The Harry M. Zweig Memorial Fund for Equine Research


Virulence Factors of Serovar Pomona and Vaccine Development

Dr. Yung-Fu Chang

Leptospirosis is caused by a group of highly invasive spiral bacteria (spirochetes) that are capable of infecting people and animals, including horses. Transmission occurs either through direct contact with an infected animal or through indirect contact with soil or water contaminated with urine from infected animals. Infection of horses with this bacterium causes uveitis (periodic ophthalmia), chronic and severe ocular pain leading to blindness, abortion, fever and icterus (jaundice).  Leptospira induced uveitis is the most significant ocular disease of horses.

Currently, there is no vaccine against equine leptospirosis. Most veterinarians use commercially available vaccines for cattle. These vaccines contain heat- or formalin-killed leptospires and produce only incomplete, short-term immunity.  Further, the need for an equine vaccine against leptospirosis is exemplified by recent outbreaks of the disease in New York and other States (Pennsylvania, Kentucky, and Tennessee) and the nearly world-wide incidence of Leptospira induced recurrent uveitis.

Lipoproteins have been identified in many spirochetes including Treponema pallidum, Treponema denticola, Treponema phagedenis, Serpulina hyodysenteriae, Borrelia burgdorferi, and the relapsing fever borreliae.  Several surface-exposed lipoproteins from spirochetes are known to be protective immunogens. We have shown that outer surface protein A (OspA), a lipoprotein from another spirochete (Borrelia burgdorferi), can protect dogs and horses against Lyme infection and disease. Thus, it is logical that the vivo expression of surface-exposed lipoproteins of Leptospira spp. would also be immunogenic and therefore, potential candidates for vaccine development.
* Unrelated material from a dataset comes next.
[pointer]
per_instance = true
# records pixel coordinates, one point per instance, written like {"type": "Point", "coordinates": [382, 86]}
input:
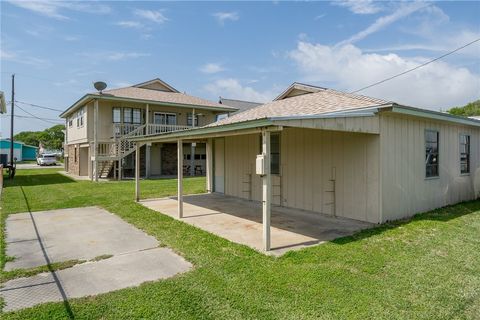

The construction of a recombinant vaccine against leptospirosis is hindered by the increasing number of pathogenic serovars of Leptospira. It appears that some serovars of Leptospira associated with disease outbreaks are host specific.  In addition, it is very difficult to develop a safe vaccine against an infection that can induce immune-mediated disease (auto-immune disease).  To develop a recombinant vaccine against leptospiral infection, it is necessary to demonstrate that immune responses directed against the vaccine candidate (recombinant antigen) will not cross-react with host tissues.

Our long-term goals are to better understand the pathogenesis of leptospirosis in horses and to develop a safe and effective recombinant vaccine against equine leptospirosis. We propose to identify the genes that are only expressed after infection.  These gene products have the potential for use in novel vaccines.  Also, they could be used to develop diagnostic tests that could differentiate between vaccinated animals and natural infection.  As a first step toward this goal, we propose to use a novel technique (IVIAT) to identify a subset of genes expressed only during infection.